Google to pay $7m to 30 US states over Street View `personal data collection` issue

Google is set to pay a settlement of about seven million dollars to 30 US states, which had accused the search giant of using its Street View technology to collect personal information from unsecured Wi-Fi networks.

London: Google is set to pay a settlement of about seven million dollars to 30 US states, which had accused the search giant of using its Street View technology to collect personal information from unsecured Wi-Fi networks.

The agreement between Google and the aggrieved states is reportedly close to being finalised and may be announced early next week, and is a drop in the ocean for Google, which had 50 billion dollars in revenue last year, the Guardian reports.

This came when Connecticut attorney general Richard Blumenthal started a multi-state investigation into Google`s Wi-Fi data-gathering in 2010, after it was revealed that Street View cars had been collecting personal information from unsecured Wi-Fi networks.

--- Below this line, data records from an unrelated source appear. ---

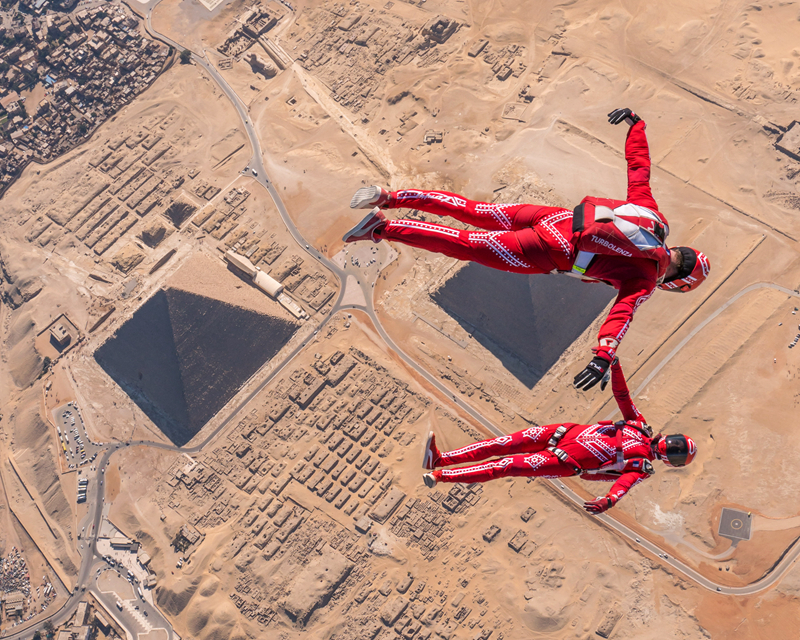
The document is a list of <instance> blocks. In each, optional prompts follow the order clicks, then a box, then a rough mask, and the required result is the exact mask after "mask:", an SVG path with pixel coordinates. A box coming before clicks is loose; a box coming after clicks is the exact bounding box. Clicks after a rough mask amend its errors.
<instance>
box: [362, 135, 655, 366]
mask: <svg viewBox="0 0 800 640" xmlns="http://www.w3.org/2000/svg"><path fill="white" fill-rule="evenodd" d="M644 127H645V124H644V121H639V122H637V123H636V124H634V125H633V126H632V127H631V128H630V130H629V131H628V137H627V139H626V141H625V158H626V160H627V162H628V197H627V200H626V202H631V203H633V204H637V205H640V206H643V207H647V208H648V209H652V210H653V211H657V210H658V205H657V204H656V201H655V200H654V199H653V194H652V193H651V191H650V152H649V150H648V146H647V137H646V136H645V132H644ZM385 208H389V209H398V208H407V209H419V210H421V211H425V212H427V213H432V214H435V215H440V216H449V217H451V218H455V219H456V220H459V221H461V222H463V223H465V224H469V225H472V226H475V227H479V228H481V229H485V231H470V230H459V229H453V228H450V227H445V226H442V225H438V224H431V223H428V222H422V221H419V220H392V221H389V222H388V223H387V225H386V227H385V228H384V229H382V230H380V231H377V232H376V236H379V237H381V238H383V239H386V240H391V241H394V242H402V243H404V244H407V245H411V246H412V247H419V248H422V249H427V250H428V251H435V252H437V253H443V254H444V255H447V256H451V257H453V258H457V259H459V260H465V261H473V262H478V263H480V264H483V265H486V266H488V267H492V268H494V269H500V270H503V271H512V272H514V273H551V272H553V271H570V270H571V269H572V264H573V262H574V261H575V258H576V257H577V251H575V249H574V247H573V246H572V244H571V238H572V211H570V210H569V209H563V208H559V207H545V206H538V205H532V204H497V203H486V202H475V201H472V200H467V199H466V198H464V197H462V196H460V195H457V194H454V193H447V192H444V191H422V190H403V191H395V192H392V194H391V197H390V200H389V202H388V203H387V205H386V206H385ZM585 275H586V276H587V277H588V278H593V279H595V280H600V281H602V282H605V283H606V284H609V285H611V286H612V287H614V288H615V289H617V290H618V291H619V294H618V295H617V299H616V302H615V303H614V306H613V307H612V308H611V311H610V313H609V314H608V317H607V318H606V321H605V322H604V323H603V326H602V327H601V329H600V332H599V334H598V348H597V352H598V354H600V353H602V354H603V355H604V356H605V357H606V359H607V360H608V361H609V362H610V361H611V360H613V358H614V354H615V352H616V349H617V347H618V346H619V343H620V341H621V340H622V338H623V337H624V336H625V333H627V331H628V327H629V326H630V323H631V320H632V318H633V314H634V312H635V311H636V309H638V308H639V305H641V304H642V303H643V302H645V301H646V300H647V299H648V298H649V297H650V296H651V295H652V294H653V290H654V289H655V287H656V284H657V281H658V277H659V273H658V266H657V264H656V263H655V261H653V260H646V259H644V258H622V257H617V256H608V255H600V254H598V255H597V256H596V257H595V259H594V260H593V261H592V263H591V265H590V267H589V269H588V270H587V271H586V274H585Z"/></svg>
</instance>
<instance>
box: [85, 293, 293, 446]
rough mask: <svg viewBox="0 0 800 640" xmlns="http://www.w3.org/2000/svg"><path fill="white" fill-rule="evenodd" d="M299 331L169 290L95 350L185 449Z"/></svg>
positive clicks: (105, 364) (176, 445)
mask: <svg viewBox="0 0 800 640" xmlns="http://www.w3.org/2000/svg"><path fill="white" fill-rule="evenodd" d="M298 326H299V325H298V324H297V323H295V322H292V321H289V320H286V319H284V318H281V317H276V316H270V315H268V314H264V313H259V312H256V311H252V310H250V309H245V308H243V307H237V306H234V305H231V304H227V303H225V302H221V301H219V300H215V299H213V298H208V297H206V296H201V295H197V294H195V293H190V292H187V291H183V290H180V289H172V288H168V289H161V290H159V291H158V292H157V293H156V294H155V295H154V296H153V297H152V298H150V299H149V300H148V301H147V302H145V304H144V305H142V306H141V307H140V308H139V309H138V310H137V311H136V313H134V314H133V316H132V317H131V318H130V319H129V320H128V321H127V322H125V324H123V325H122V326H121V327H120V328H119V329H118V330H117V332H116V333H115V334H114V335H113V336H112V337H111V338H110V339H109V340H107V341H106V342H105V343H104V344H103V345H102V346H101V347H100V348H99V349H98V350H97V351H96V352H95V360H96V361H97V363H98V364H99V365H100V366H101V367H102V368H103V370H104V371H105V372H106V373H107V374H108V375H109V376H110V377H111V378H112V379H113V380H114V381H115V382H116V383H117V384H118V385H119V386H120V387H121V388H122V389H123V390H124V391H125V392H126V393H127V394H128V396H130V398H131V399H132V400H133V401H134V402H135V403H136V404H137V405H138V406H139V408H141V409H142V411H143V412H144V413H145V414H146V415H147V416H148V417H149V418H150V419H151V420H152V421H153V423H154V424H155V425H156V426H157V427H158V428H159V429H161V431H162V432H163V433H164V435H166V436H167V437H168V438H169V439H170V440H171V441H172V443H173V444H175V445H176V446H183V445H184V444H186V443H187V442H188V441H189V440H191V439H192V438H193V437H194V436H195V435H196V434H197V432H198V431H200V429H201V428H202V427H203V425H204V424H205V423H206V422H208V420H210V419H211V417H212V416H214V414H216V413H217V411H219V410H220V409H221V408H222V407H223V406H224V405H225V403H227V402H228V401H229V400H230V399H231V398H232V397H233V396H234V395H235V393H236V392H237V391H238V389H239V388H240V387H241V385H242V384H243V383H244V382H245V381H246V380H247V379H248V378H249V377H250V376H252V375H253V374H254V373H255V372H256V371H257V370H258V369H259V368H260V367H261V366H262V365H263V364H264V363H265V362H267V361H268V360H270V359H271V358H272V357H274V356H275V354H277V353H278V352H279V351H280V350H281V348H282V347H283V346H284V345H285V344H286V343H287V342H288V341H289V339H290V338H291V337H292V335H294V332H295V331H296V330H297V328H298Z"/></svg>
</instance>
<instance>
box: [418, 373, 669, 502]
mask: <svg viewBox="0 0 800 640" xmlns="http://www.w3.org/2000/svg"><path fill="white" fill-rule="evenodd" d="M611 385H612V389H613V392H614V399H615V400H616V401H617V404H618V405H619V408H620V411H622V417H623V418H624V420H625V422H626V423H627V424H626V426H624V427H623V428H622V451H623V455H624V461H625V464H624V468H622V469H619V470H617V471H616V472H608V473H603V469H604V468H607V467H609V466H611V465H613V464H614V463H615V462H616V457H617V438H616V432H617V427H616V426H615V425H614V423H613V422H610V421H603V422H599V423H597V424H592V425H583V424H574V423H564V426H565V427H567V429H568V430H567V432H566V433H565V434H564V436H563V437H562V438H561V440H560V442H559V443H558V444H557V445H556V446H557V447H558V448H559V449H561V450H562V451H564V452H565V453H567V454H568V455H569V457H570V458H571V460H568V461H566V462H563V461H562V460H560V459H559V458H558V457H556V454H554V453H553V452H552V451H550V450H549V449H548V440H549V439H550V437H551V436H552V435H553V433H554V432H555V430H556V429H557V428H558V427H560V426H561V425H559V424H549V425H544V426H541V427H538V426H537V427H530V428H528V429H525V430H524V431H518V432H517V433H512V434H510V435H507V436H500V437H499V438H492V439H491V440H484V441H482V442H475V443H473V444H469V445H467V446H466V447H461V448H460V449H456V450H455V451H446V452H440V454H439V459H438V460H436V461H435V464H436V466H437V467H447V466H450V465H454V464H463V463H465V462H478V461H481V460H487V459H489V458H494V457H496V456H502V457H500V458H499V459H497V460H492V461H490V462H484V463H483V464H474V465H470V466H466V467H459V468H456V469H436V470H435V471H433V476H434V477H435V478H436V480H437V481H439V482H463V483H470V482H486V481H487V480H494V479H496V478H507V477H511V476H536V477H540V478H564V477H567V476H575V475H580V477H581V479H583V480H601V481H606V482H613V483H614V485H613V486H612V487H611V491H609V493H608V494H607V496H606V497H607V498H609V499H610V500H611V503H612V504H616V503H617V502H618V501H619V500H620V498H622V496H624V495H625V494H626V493H627V492H628V491H629V490H630V489H631V488H632V487H634V486H635V485H637V484H639V483H640V482H641V481H642V480H645V479H646V478H647V477H649V476H650V473H648V472H647V471H646V470H645V469H646V467H648V466H649V465H648V464H646V462H652V461H653V460H654V459H656V458H657V457H658V456H657V454H656V453H655V452H654V451H653V450H652V447H651V442H652V441H653V438H650V437H648V436H646V435H645V434H644V433H642V432H641V431H639V430H638V429H637V428H635V427H634V426H629V425H630V424H631V423H644V417H643V416H642V414H641V413H639V410H638V409H637V408H636V405H634V404H633V400H631V396H630V393H629V392H628V385H627V384H626V382H625V376H624V375H623V373H622V368H621V367H620V365H619V363H618V362H617V363H615V364H613V365H612V366H611ZM571 462H574V463H575V465H577V466H578V467H580V469H579V470H576V468H575V466H574V465H573V464H571Z"/></svg>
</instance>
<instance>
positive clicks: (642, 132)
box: [625, 120, 658, 211]
mask: <svg viewBox="0 0 800 640" xmlns="http://www.w3.org/2000/svg"><path fill="white" fill-rule="evenodd" d="M644 127H645V124H644V120H639V121H638V122H637V123H636V124H634V125H633V126H632V127H631V128H630V130H629V131H628V137H627V139H626V140H625V159H626V160H627V161H628V202H633V203H634V204H638V205H641V206H643V207H647V208H648V209H653V210H655V211H658V204H656V201H655V199H654V198H653V192H652V191H650V149H649V148H648V146H647V135H646V134H645V132H644Z"/></svg>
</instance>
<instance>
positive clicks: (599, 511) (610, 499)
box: [583, 497, 614, 516]
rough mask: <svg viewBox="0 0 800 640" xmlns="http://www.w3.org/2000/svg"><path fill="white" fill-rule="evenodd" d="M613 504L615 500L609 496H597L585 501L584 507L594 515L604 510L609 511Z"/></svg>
mask: <svg viewBox="0 0 800 640" xmlns="http://www.w3.org/2000/svg"><path fill="white" fill-rule="evenodd" d="M613 506H614V501H613V500H612V499H611V498H607V497H603V498H596V499H595V500H591V501H589V502H584V503H583V508H584V509H586V511H587V513H590V514H592V515H593V516H596V515H598V514H600V513H603V512H604V511H608V510H609V509H610V508H611V507H613Z"/></svg>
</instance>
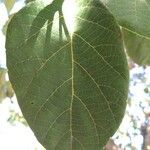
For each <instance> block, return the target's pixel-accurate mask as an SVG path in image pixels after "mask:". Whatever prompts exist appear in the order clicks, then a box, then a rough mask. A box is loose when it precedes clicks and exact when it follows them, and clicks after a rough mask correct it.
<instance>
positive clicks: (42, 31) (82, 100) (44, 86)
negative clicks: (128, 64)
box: [6, 0, 128, 150]
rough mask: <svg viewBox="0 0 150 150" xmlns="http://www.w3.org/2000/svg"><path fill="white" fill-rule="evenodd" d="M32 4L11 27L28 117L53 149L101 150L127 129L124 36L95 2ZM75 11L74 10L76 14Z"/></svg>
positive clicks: (12, 82) (25, 7) (16, 81)
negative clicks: (123, 119) (70, 3)
mask: <svg viewBox="0 0 150 150" xmlns="http://www.w3.org/2000/svg"><path fill="white" fill-rule="evenodd" d="M62 2H63V1H62V0H59V1H58V0H55V1H53V2H52V3H51V4H49V5H47V4H44V3H43V2H38V1H36V2H31V3H29V4H28V5H27V6H26V7H24V8H23V9H22V10H20V11H19V12H18V13H16V14H15V15H14V17H13V18H12V19H11V22H10V23H9V25H8V30H7V41H6V49H7V51H6V52H7V67H8V70H9V77H10V81H11V83H12V85H13V88H14V90H15V92H16V95H17V99H18V102H19V105H20V107H21V110H22V112H23V114H24V117H25V119H26V120H27V122H28V124H29V125H30V127H31V128H32V130H33V132H34V133H35V136H36V137H37V139H38V140H39V141H40V143H41V144H42V145H43V146H44V147H45V148H46V149H47V150H100V149H101V148H102V147H103V146H104V145H105V144H106V142H107V140H108V139H109V138H110V137H111V136H112V135H113V134H114V132H115V131H116V130H117V128H118V127H119V125H120V122H121V120H122V117H123V115H124V110H125V107H126V99H127V93H128V68H127V62H126V57H125V53H124V49H123V44H122V39H121V32H120V29H119V26H118V25H117V23H116V21H115V19H114V18H113V16H112V15H111V14H110V13H109V11H108V10H107V9H106V8H105V7H104V6H103V5H102V4H101V3H100V2H99V1H95V0H92V1H91V0H82V1H80V0H76V1H75V4H74V5H75V6H76V8H77V9H76V10H77V12H76V14H75V16H72V18H71V19H73V20H74V32H71V29H72V28H70V26H69V22H68V21H67V19H68V16H67V15H68V12H66V10H65V9H67V8H68V9H69V7H67V8H65V7H64V6H65V5H66V6H69V3H70V0H68V1H67V0H65V1H64V4H63V8H62ZM69 11H70V13H71V11H72V10H71V9H70V10H69Z"/></svg>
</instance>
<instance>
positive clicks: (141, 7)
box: [101, 0, 150, 38]
mask: <svg viewBox="0 0 150 150" xmlns="http://www.w3.org/2000/svg"><path fill="white" fill-rule="evenodd" d="M101 1H102V2H103V3H104V4H105V5H106V6H107V7H108V8H109V10H110V11H111V12H112V13H113V15H114V16H115V17H116V19H117V21H118V22H119V24H120V25H121V26H123V27H124V28H127V29H128V30H131V31H133V32H136V33H138V34H140V35H142V36H145V37H148V38H150V1H149V0H132V1H131V0H101Z"/></svg>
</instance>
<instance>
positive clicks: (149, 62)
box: [122, 29, 150, 65]
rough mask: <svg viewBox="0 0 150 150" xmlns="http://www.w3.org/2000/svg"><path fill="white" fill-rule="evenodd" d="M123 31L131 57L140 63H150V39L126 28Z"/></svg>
mask: <svg viewBox="0 0 150 150" xmlns="http://www.w3.org/2000/svg"><path fill="white" fill-rule="evenodd" d="M122 32H123V37H124V38H123V39H124V44H125V47H126V50H127V54H128V55H129V57H130V58H131V59H132V60H133V61H134V62H135V63H137V64H138V65H150V39H147V38H145V37H143V36H140V35H138V34H135V33H133V32H130V31H128V30H126V29H123V30H122Z"/></svg>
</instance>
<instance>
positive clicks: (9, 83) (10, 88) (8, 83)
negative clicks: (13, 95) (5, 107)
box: [0, 68, 14, 102]
mask: <svg viewBox="0 0 150 150" xmlns="http://www.w3.org/2000/svg"><path fill="white" fill-rule="evenodd" d="M6 73H7V70H6V69H4V68H0V102H2V100H3V99H4V98H6V97H9V98H11V97H13V95H14V91H13V89H12V86H11V84H10V82H9V81H7V80H6Z"/></svg>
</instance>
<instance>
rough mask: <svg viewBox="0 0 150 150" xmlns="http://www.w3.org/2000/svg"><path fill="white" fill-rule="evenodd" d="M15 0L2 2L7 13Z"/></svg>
mask: <svg viewBox="0 0 150 150" xmlns="http://www.w3.org/2000/svg"><path fill="white" fill-rule="evenodd" d="M15 2H16V0H4V4H5V6H6V8H7V12H8V13H9V12H10V11H11V9H12V8H13V6H14V4H15Z"/></svg>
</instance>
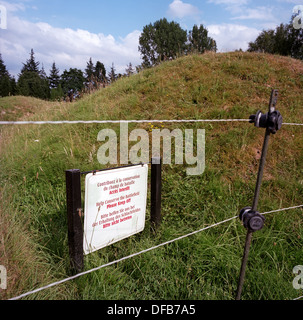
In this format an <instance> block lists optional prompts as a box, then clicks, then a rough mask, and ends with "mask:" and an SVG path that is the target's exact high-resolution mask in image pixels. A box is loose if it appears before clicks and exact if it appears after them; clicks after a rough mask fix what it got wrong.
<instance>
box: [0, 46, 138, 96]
mask: <svg viewBox="0 0 303 320" xmlns="http://www.w3.org/2000/svg"><path fill="white" fill-rule="evenodd" d="M39 66H40V62H38V61H36V59H35V53H34V50H33V49H31V52H30V57H29V59H28V60H26V62H25V63H23V67H22V69H21V72H20V73H19V74H18V81H16V80H15V78H14V77H12V76H11V75H10V74H9V72H8V70H7V68H6V66H5V64H4V61H3V59H2V56H1V54H0V96H8V95H23V96H32V97H36V98H40V99H45V100H61V99H62V98H65V99H69V100H73V99H75V98H77V97H79V96H81V95H82V94H83V93H85V92H91V91H92V90H95V89H98V88H100V87H105V86H106V85H107V84H109V83H112V82H114V81H115V80H117V78H119V77H122V76H123V75H121V74H116V69H115V66H114V64H112V67H111V69H110V72H109V73H108V74H107V73H106V69H105V66H104V64H103V63H102V62H100V61H97V62H96V63H95V64H94V63H93V61H92V58H90V59H89V61H88V62H87V66H86V69H85V71H84V72H83V71H82V70H81V69H77V68H70V69H69V70H64V71H63V73H62V74H60V71H59V69H58V68H57V66H56V63H55V62H54V63H53V64H52V67H51V69H50V71H49V76H47V75H46V72H45V70H44V67H43V65H42V67H41V68H40V67H39ZM132 73H134V69H133V67H132V64H131V62H130V63H129V65H128V66H127V68H126V74H125V75H128V76H129V75H130V74H132Z"/></svg>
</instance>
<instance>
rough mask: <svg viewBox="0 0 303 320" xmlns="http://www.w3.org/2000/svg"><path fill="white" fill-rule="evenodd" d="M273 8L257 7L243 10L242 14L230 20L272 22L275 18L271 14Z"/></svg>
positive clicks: (246, 8)
mask: <svg viewBox="0 0 303 320" xmlns="http://www.w3.org/2000/svg"><path fill="white" fill-rule="evenodd" d="M272 11H273V8H269V7H257V8H255V9H252V8H245V9H243V14H242V15H240V16H238V17H234V18H232V20H247V19H254V20H265V21H269V20H270V21H273V20H275V16H274V15H273V13H272Z"/></svg>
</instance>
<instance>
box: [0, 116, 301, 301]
mask: <svg viewBox="0 0 303 320" xmlns="http://www.w3.org/2000/svg"><path fill="white" fill-rule="evenodd" d="M206 122H221V123H222V122H249V119H181V120H178V119H176V120H151V119H148V120H91V121H90V120H88V121H85V120H75V121H67V120H64V121H0V125H45V124H52V125H54V124H55V125H56V124H58V125H59V124H121V123H206ZM283 125H289V126H303V123H283ZM298 208H303V204H302V205H298V206H294V207H289V208H282V209H277V210H272V211H268V212H264V213H261V214H262V215H266V214H272V213H278V212H282V211H288V210H294V209H298ZM236 218H238V216H234V217H231V218H228V219H226V220H223V221H220V222H218V223H215V224H213V225H210V226H207V227H204V228H202V229H200V230H197V231H194V232H191V233H189V234H186V235H183V236H180V237H178V238H175V239H172V240H169V241H166V242H164V243H161V244H159V245H156V246H153V247H150V248H148V249H145V250H142V251H140V252H136V253H133V254H131V255H128V256H125V257H123V258H120V259H118V260H115V261H112V262H109V263H106V264H103V265H101V266H98V267H96V268H93V269H90V270H87V271H84V272H81V273H78V274H76V275H74V276H71V277H67V278H65V279H62V280H60V281H56V282H53V283H51V284H48V285H46V286H43V287H41V288H38V289H34V290H32V291H28V292H26V293H23V294H21V295H19V296H16V297H13V298H10V299H9V300H19V299H22V298H24V297H27V296H29V295H32V294H35V293H38V292H40V291H43V290H46V289H48V288H51V287H54V286H57V285H60V284H63V283H65V282H68V281H71V280H74V279H76V278H79V277H81V276H84V275H87V274H90V273H92V272H95V271H98V270H101V269H103V268H106V267H109V266H112V265H114V264H117V263H119V262H122V261H125V260H128V259H131V258H134V257H136V256H139V255H142V254H144V253H147V252H150V251H152V250H155V249H158V248H160V247H163V246H166V245H168V244H171V243H174V242H176V241H180V240H182V239H185V238H188V237H190V236H193V235H195V234H198V233H200V232H202V231H206V230H209V229H211V228H214V227H217V226H219V225H222V224H224V223H227V222H230V221H232V220H235V219H236ZM302 298H303V296H300V297H298V298H296V299H294V300H300V299H302Z"/></svg>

Although initially Google denied the charges, in 2012, the company however admitted that it had found that user data like banking, medical records and passwords from around the world had been captured by its Street View cars, and blamed a rogue engineer for the privacy breach, the report added.

According to the Electronic Privacy Information Center, the Wi-Fi collection has sparked investigations around the world with at least 12 countries looking into the Street View issue.